When the nation's most infamous terrorists -- the Oklahoma City bomber, the Unabomber and the World Trade Center bomber -- are ordered out of solitary confinement so that they can have one hour of exercise in the nation's most secure federal prison, what do they do?

They apparently just chat.

But now, a fourth notorious prisoner, the convicted leader of the Latin Kings gang, has successfully petitioned to join in, even though he is considered so dangerous that he cannot even write to anyone except his close relatives and his lawyer. A federal judge decided that there was no harm in letting the man, Luis Felipe, take part.

''This is the oddest coffee klatsch in the history of western civilization,'' said Steven M. Cohen, a former prosecutor on the case who now works in private practice.

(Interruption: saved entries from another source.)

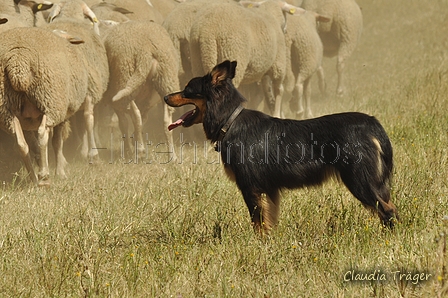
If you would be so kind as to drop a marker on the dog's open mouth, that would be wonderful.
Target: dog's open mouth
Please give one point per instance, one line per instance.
(183, 120)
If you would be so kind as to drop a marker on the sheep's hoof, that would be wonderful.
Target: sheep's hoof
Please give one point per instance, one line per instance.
(299, 115)
(94, 160)
(44, 181)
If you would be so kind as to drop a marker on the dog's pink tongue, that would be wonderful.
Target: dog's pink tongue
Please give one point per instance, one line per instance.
(179, 121)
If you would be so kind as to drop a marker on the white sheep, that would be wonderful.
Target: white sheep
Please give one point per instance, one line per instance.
(341, 34)
(305, 52)
(141, 10)
(21, 13)
(44, 80)
(69, 16)
(143, 69)
(178, 24)
(253, 37)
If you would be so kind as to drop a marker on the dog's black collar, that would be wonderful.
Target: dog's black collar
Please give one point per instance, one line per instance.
(226, 126)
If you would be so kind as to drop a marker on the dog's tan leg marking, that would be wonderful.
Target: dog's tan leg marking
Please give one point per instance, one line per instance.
(379, 162)
(266, 214)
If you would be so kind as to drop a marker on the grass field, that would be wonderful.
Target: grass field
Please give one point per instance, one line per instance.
(182, 230)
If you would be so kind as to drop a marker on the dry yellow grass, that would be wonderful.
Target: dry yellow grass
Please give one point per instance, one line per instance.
(182, 230)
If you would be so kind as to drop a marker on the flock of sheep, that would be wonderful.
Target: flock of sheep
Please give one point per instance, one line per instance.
(68, 60)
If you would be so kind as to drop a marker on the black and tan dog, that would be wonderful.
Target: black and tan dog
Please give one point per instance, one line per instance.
(263, 154)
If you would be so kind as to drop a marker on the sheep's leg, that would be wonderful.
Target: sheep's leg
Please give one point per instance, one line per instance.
(58, 142)
(43, 134)
(24, 149)
(123, 124)
(167, 120)
(138, 132)
(298, 95)
(278, 96)
(340, 69)
(89, 120)
(307, 97)
(321, 81)
(266, 84)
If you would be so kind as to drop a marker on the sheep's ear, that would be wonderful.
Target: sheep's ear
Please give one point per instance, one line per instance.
(70, 38)
(41, 7)
(223, 71)
(291, 9)
(322, 19)
(54, 12)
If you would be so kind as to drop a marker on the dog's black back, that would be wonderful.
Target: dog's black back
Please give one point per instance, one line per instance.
(263, 154)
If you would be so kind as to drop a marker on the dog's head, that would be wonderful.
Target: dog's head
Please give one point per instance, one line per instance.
(200, 92)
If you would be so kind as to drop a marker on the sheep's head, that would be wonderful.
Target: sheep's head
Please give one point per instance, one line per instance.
(74, 10)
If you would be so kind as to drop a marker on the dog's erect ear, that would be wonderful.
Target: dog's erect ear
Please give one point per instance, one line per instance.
(223, 71)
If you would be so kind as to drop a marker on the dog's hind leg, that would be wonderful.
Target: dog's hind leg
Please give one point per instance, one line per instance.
(264, 209)
(374, 193)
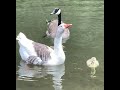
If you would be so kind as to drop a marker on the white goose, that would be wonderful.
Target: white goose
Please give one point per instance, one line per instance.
(53, 24)
(40, 54)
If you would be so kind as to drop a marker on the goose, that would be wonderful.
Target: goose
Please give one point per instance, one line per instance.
(40, 54)
(92, 63)
(53, 24)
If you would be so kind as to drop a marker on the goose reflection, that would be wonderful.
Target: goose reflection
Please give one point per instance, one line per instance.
(32, 73)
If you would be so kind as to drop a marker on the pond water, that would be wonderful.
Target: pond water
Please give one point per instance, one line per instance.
(86, 41)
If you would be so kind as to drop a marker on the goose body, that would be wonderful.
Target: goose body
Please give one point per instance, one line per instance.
(40, 54)
(52, 27)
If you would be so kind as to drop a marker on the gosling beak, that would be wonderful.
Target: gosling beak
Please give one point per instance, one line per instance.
(17, 38)
(67, 25)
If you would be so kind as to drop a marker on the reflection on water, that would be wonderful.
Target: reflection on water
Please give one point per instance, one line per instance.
(31, 73)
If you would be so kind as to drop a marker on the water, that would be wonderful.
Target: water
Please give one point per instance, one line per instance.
(86, 41)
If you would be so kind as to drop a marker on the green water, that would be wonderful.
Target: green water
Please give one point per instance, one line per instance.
(86, 41)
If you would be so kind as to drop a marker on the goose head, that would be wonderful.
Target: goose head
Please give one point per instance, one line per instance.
(61, 28)
(20, 36)
(56, 11)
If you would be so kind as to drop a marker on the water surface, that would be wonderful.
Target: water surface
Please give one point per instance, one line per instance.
(86, 41)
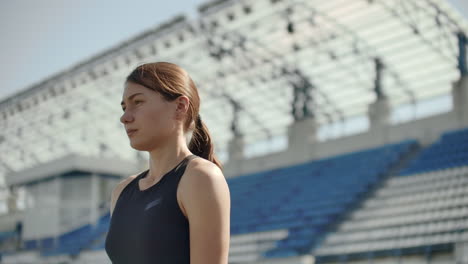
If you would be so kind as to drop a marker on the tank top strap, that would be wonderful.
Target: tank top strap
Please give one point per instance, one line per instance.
(184, 163)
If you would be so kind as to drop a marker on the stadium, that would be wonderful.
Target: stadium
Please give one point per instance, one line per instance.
(345, 122)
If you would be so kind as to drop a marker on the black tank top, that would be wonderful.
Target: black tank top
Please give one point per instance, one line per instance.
(148, 226)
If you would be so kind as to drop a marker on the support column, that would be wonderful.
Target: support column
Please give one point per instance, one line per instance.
(461, 252)
(379, 113)
(301, 134)
(236, 148)
(460, 100)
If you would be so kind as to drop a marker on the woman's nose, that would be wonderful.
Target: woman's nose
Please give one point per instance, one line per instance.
(126, 117)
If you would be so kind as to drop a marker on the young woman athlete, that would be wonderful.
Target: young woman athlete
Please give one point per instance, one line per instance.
(178, 210)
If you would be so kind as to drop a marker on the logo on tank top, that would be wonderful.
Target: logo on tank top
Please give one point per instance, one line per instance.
(153, 203)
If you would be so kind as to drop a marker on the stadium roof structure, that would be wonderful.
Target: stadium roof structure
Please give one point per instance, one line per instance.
(259, 66)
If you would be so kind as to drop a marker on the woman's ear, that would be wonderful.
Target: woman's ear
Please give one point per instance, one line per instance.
(182, 106)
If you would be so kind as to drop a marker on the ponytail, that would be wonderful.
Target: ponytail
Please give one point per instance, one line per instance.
(201, 144)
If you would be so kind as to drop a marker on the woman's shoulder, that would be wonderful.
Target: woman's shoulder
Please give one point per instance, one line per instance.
(119, 188)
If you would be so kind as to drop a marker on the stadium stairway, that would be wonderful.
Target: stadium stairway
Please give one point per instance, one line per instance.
(422, 209)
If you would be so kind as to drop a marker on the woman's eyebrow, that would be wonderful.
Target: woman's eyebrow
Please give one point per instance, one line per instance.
(130, 97)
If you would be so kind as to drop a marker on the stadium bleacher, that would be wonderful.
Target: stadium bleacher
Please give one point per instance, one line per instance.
(304, 199)
(422, 209)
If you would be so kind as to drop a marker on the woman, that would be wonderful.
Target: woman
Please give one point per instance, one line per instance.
(177, 211)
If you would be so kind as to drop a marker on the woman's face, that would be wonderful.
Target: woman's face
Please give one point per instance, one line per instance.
(147, 112)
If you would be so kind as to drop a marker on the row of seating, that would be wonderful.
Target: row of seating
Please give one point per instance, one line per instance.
(424, 204)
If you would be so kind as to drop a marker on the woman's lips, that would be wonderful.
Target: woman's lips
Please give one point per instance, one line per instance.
(131, 132)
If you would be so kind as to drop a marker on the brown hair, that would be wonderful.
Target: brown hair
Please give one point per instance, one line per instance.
(172, 81)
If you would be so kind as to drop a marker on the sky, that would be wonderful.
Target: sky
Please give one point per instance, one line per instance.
(41, 38)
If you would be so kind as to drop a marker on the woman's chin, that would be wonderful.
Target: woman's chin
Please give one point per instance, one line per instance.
(137, 145)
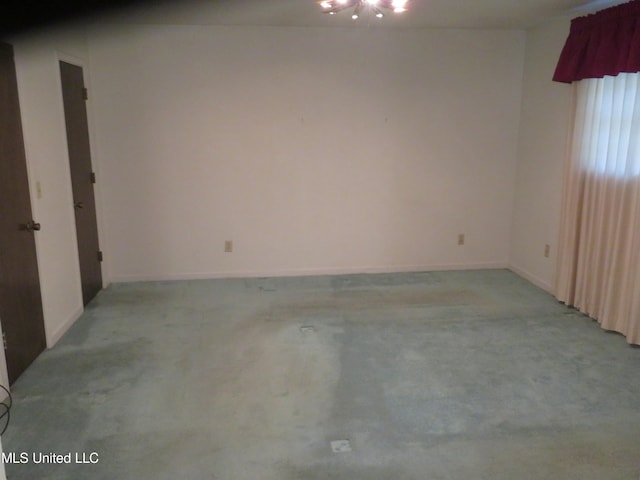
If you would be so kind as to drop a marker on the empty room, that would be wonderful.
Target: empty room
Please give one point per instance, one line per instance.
(340, 239)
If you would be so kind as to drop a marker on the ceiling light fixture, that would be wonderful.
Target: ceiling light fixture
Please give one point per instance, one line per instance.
(359, 6)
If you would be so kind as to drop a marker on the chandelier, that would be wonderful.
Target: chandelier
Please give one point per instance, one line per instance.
(376, 6)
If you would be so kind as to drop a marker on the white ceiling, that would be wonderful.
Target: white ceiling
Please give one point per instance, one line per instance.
(307, 13)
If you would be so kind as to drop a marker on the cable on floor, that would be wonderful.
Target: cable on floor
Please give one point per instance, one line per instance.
(5, 409)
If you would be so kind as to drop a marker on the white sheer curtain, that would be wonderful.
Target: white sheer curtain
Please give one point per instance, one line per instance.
(598, 268)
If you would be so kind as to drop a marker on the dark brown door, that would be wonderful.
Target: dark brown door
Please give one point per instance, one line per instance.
(20, 298)
(82, 179)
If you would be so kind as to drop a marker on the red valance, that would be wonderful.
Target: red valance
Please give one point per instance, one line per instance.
(603, 43)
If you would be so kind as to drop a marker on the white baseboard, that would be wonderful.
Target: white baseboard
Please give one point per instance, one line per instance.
(306, 272)
(537, 281)
(53, 337)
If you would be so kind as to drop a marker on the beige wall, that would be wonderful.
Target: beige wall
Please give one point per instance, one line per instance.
(542, 142)
(314, 150)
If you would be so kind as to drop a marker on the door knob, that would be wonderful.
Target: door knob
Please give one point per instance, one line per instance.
(32, 226)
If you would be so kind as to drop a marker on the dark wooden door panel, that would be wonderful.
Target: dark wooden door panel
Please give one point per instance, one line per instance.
(20, 297)
(75, 111)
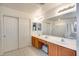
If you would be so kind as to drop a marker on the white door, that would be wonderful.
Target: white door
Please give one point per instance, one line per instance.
(10, 26)
(23, 32)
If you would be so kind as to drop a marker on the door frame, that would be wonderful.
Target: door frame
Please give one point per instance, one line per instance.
(3, 30)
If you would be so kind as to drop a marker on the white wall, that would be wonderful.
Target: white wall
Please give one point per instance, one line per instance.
(15, 13)
(77, 29)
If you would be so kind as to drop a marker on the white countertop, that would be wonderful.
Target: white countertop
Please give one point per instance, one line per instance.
(68, 43)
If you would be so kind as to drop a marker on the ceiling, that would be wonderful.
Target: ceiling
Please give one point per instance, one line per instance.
(30, 7)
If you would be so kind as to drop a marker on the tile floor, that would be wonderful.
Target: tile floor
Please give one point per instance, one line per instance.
(28, 51)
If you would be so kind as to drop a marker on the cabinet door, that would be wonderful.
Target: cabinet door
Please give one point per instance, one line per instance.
(52, 49)
(36, 43)
(67, 52)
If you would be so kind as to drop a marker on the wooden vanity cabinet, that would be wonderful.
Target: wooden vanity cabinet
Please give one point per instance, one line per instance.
(53, 49)
(56, 50)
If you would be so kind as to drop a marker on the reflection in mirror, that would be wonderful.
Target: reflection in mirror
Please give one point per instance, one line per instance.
(64, 26)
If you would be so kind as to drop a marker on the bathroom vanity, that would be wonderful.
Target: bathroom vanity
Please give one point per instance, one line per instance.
(56, 45)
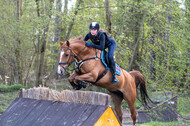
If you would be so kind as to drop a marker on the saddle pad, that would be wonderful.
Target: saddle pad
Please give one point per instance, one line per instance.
(118, 69)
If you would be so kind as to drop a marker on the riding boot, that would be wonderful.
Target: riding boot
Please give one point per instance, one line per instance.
(114, 78)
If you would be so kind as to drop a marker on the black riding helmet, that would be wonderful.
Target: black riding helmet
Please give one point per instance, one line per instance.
(94, 25)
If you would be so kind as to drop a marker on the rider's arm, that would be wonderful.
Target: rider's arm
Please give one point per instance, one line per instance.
(86, 37)
(102, 43)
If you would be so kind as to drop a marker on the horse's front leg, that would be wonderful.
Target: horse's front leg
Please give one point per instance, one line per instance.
(71, 81)
(88, 77)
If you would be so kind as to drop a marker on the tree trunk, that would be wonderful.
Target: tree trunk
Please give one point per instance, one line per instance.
(18, 46)
(43, 45)
(63, 30)
(73, 19)
(108, 16)
(136, 49)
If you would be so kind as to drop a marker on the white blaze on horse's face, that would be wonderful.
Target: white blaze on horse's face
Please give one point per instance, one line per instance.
(60, 70)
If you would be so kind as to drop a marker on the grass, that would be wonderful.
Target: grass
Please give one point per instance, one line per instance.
(6, 98)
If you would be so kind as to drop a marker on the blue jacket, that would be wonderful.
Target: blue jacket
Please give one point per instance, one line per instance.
(100, 41)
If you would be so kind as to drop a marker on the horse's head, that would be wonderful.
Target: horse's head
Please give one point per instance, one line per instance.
(70, 50)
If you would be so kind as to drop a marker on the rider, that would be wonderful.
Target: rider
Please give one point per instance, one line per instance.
(102, 41)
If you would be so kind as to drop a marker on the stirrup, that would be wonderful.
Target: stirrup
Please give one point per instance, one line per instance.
(114, 79)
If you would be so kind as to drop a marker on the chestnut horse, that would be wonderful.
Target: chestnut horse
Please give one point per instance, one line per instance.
(91, 67)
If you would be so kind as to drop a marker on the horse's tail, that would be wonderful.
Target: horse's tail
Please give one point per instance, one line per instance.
(140, 81)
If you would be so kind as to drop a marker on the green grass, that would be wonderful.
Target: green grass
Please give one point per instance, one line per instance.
(6, 98)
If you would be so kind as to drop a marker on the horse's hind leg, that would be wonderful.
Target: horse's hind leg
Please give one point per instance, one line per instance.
(130, 99)
(117, 99)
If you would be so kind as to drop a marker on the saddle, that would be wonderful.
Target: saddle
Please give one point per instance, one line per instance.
(105, 61)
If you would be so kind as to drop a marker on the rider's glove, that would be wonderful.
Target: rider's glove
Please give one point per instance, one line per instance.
(88, 44)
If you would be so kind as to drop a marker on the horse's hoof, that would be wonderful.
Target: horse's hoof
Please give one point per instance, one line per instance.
(83, 84)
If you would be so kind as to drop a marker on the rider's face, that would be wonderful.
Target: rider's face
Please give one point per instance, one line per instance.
(93, 31)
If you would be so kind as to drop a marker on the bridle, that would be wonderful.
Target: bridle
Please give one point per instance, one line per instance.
(78, 64)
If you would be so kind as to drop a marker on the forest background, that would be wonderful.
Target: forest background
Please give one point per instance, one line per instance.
(153, 36)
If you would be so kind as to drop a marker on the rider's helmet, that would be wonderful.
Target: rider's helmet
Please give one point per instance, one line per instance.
(94, 25)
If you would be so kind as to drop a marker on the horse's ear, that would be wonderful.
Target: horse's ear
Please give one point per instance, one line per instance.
(68, 43)
(61, 43)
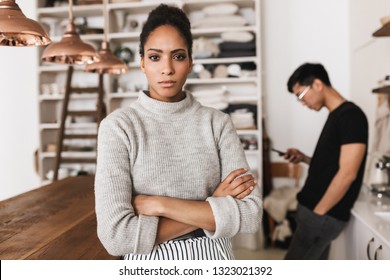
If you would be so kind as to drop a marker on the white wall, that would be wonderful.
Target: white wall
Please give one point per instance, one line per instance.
(18, 115)
(295, 32)
(370, 56)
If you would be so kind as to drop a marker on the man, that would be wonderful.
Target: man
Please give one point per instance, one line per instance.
(336, 168)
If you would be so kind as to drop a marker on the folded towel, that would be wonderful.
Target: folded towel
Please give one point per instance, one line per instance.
(220, 9)
(220, 21)
(238, 36)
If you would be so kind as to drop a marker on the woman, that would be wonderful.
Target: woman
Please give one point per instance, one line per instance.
(161, 161)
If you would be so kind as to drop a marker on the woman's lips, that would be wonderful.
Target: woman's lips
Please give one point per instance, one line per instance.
(167, 83)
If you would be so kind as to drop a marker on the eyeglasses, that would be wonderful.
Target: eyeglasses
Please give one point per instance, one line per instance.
(303, 93)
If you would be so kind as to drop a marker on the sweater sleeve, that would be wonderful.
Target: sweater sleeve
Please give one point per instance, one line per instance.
(231, 215)
(119, 229)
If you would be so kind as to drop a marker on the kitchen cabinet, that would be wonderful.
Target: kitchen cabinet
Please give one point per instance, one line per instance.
(369, 245)
(366, 237)
(235, 77)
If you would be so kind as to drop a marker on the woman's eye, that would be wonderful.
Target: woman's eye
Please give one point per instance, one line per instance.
(180, 57)
(153, 57)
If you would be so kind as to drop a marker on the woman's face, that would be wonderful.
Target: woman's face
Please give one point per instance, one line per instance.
(166, 63)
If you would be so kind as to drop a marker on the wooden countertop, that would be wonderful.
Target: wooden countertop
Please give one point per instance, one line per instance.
(53, 222)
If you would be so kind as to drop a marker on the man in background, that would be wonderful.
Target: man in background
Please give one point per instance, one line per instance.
(335, 169)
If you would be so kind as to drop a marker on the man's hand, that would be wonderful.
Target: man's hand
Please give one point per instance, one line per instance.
(296, 156)
(236, 186)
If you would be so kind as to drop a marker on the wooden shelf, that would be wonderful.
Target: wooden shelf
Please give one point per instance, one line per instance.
(385, 89)
(383, 31)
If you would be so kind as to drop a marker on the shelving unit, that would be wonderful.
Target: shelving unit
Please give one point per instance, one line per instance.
(384, 31)
(123, 90)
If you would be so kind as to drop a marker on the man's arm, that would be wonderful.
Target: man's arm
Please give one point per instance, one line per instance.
(351, 157)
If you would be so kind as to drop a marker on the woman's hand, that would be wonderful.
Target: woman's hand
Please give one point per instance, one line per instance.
(145, 205)
(236, 186)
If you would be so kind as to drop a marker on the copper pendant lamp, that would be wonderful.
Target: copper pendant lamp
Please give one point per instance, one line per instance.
(108, 63)
(18, 30)
(71, 49)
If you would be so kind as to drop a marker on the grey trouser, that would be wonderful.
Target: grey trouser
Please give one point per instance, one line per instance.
(313, 235)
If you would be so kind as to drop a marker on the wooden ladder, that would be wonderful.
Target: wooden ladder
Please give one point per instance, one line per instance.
(99, 113)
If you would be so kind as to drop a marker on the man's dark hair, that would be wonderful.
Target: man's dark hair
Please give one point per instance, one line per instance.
(306, 73)
(166, 15)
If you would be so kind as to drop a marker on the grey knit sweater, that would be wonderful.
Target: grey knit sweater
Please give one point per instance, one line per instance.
(180, 150)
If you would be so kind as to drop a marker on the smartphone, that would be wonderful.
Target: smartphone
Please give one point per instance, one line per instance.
(279, 152)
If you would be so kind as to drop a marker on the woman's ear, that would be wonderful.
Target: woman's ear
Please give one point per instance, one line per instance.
(318, 85)
(142, 63)
(191, 65)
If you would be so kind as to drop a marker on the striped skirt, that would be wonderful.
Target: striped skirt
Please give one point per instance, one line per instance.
(198, 248)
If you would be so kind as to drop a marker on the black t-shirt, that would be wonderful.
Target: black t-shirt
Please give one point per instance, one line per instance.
(345, 125)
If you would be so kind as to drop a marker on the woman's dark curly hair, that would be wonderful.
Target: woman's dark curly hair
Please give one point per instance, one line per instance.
(166, 15)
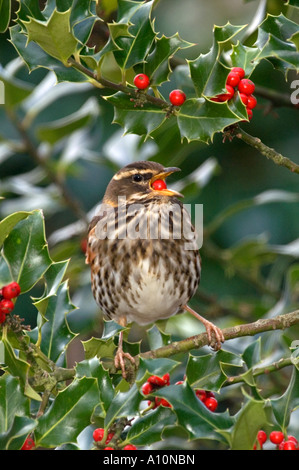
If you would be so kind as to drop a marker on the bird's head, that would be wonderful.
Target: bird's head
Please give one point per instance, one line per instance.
(136, 182)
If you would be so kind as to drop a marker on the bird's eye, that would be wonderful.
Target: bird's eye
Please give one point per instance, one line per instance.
(137, 178)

The four inmates share little in common ideologically. Timothy McVeigh is a right-wing extremist convicted of carrying out the Oklahoma City bombing, while Ramzi Yousef is a Muslim terrorist who masterminded the World Trade Center attack. Theodore Kaczynski is a mathematics whiz and loner whose string of bombings was carried out from the woods of Montana, while Luis Felipe is a Bronx street tough known for his ruthless hold -- even from prison -- on a Hispanic gang. Felipe was convicted in 1996 on 18 counts of federal racketeering charges for ordering three murders.

The four are being held 23 hours a day in special 7-by-12-foot cells where they are not able to glimpse into the eyes of other prisoners and must take their meals through slots in their cell doors. The prison, the ADX Maximum Security Facility in Florence, Colorado, is so secure that it is known as Super Max.

The three charter members of the prison rec group, McVeigh, Kaczynski, and Yousef, who are otherwise allowed no contact with each other, are permitted to spend their one-hour exercise period in separate cages in the prison yard, speaking to each other through the mesh fences. Because of their distance from each other, they must speak loudly, so prison officials can hear what they say.